Problems encountered and solutions
CubeFS Object Node service deployment: cubefs implements the S3 interface through objectNode. Since cubefs requires a lot of read bandwidth up to 64Gbps, and we do not have such a large LB machine, we have to deploy objectNode to the machine where ByConiy is located. Through direct load Access, the access effect of 8 nodes with 64Gbps bandwidth is achieved.
Empty directory optimization for CubeFS S3 scenario: CubeFS converts file prefixes into directories when creating object files, while ByConity creates a large number of prefixed objects. After deleting objects, the directory is not deleted, resulting in empty directories occupying a lot of metadata storage space. This problem is solved by adding code to delete the empty directory recursively in the delete interface of ObjectNode. (Since this is only an S3 case, only ObjectNode's S3 interface is modified.)

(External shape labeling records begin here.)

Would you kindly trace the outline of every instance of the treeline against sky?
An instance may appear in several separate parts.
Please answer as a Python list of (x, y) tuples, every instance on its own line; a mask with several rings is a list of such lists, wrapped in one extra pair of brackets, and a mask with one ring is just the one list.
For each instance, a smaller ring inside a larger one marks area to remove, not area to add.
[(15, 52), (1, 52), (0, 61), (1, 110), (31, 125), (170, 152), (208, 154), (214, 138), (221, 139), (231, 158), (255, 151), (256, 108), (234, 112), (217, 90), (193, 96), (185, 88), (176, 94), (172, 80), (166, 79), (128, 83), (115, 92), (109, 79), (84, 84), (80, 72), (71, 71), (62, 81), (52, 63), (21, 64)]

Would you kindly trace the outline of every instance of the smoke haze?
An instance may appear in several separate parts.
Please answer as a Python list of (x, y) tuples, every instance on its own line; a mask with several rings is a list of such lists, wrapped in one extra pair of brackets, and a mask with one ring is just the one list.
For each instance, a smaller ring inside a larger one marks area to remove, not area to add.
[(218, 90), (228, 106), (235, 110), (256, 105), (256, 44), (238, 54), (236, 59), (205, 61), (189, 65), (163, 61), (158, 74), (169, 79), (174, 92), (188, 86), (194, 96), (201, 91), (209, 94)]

CubeFS erasure code strategy adjustment: Since we only have 10 storage nodes, using the 6+3 deployment mode, as long as two nodes fail, it will not be able to create a new volume, so we adjust to 5+3, so that after two nodes fail, we can still read and write data normally.
BlobNode kernel adjustment: Since BlobNode uses centos7 system, kernel 3.10.0 is too low, resulting in high average IO latency of nvem (more than 30 ms). After upgrading kernel 6.6.12, the average IO latency is reduced to 4ms.

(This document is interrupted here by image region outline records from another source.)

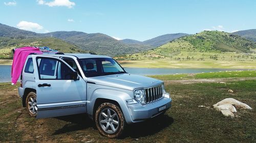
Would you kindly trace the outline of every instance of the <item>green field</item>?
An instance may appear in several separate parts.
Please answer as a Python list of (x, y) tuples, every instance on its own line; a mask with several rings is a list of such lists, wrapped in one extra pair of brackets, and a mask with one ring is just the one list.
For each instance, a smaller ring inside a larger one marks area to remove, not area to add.
[(118, 62), (122, 66), (129, 68), (256, 69), (256, 61), (171, 61), (165, 59)]
[(241, 37), (204, 31), (115, 59), (127, 67), (256, 69), (255, 50), (254, 42)]
[(163, 80), (190, 79), (211, 79), (220, 78), (256, 78), (256, 70), (221, 71), (219, 72), (202, 73), (197, 74), (176, 74), (148, 76)]
[[(0, 142), (255, 142), (255, 74), (248, 71), (152, 76), (164, 81), (172, 107), (162, 117), (127, 126), (121, 139), (100, 135), (84, 114), (39, 120), (30, 117), (22, 107), (18, 86), (1, 83)], [(234, 93), (229, 93), (229, 89)], [(253, 109), (238, 109), (235, 116), (239, 117), (231, 119), (212, 107), (230, 97)]]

Bandwidth constraints between multiple switches: Since the data storage node and the data read and write node are in different switches, we find that the download speed is stuck at 40Gbps. By excluding the bandwidth between the switches is full (10GB network is smooth to 40gbps), we can fully fill the network card by inserting the network cable of the data reading node and the data storage node into a switch. While the write scenario is not in great demand, it can be deployed on other switches.
future expectations
· Try the layered model of CubeFS to find a balance between performance and cost performance.
· Try the mode that ACCESS of CubeFS is integrated with ObjectNode through SDK to reduce latency and provide higher bandwidth on the basis of limited hardware.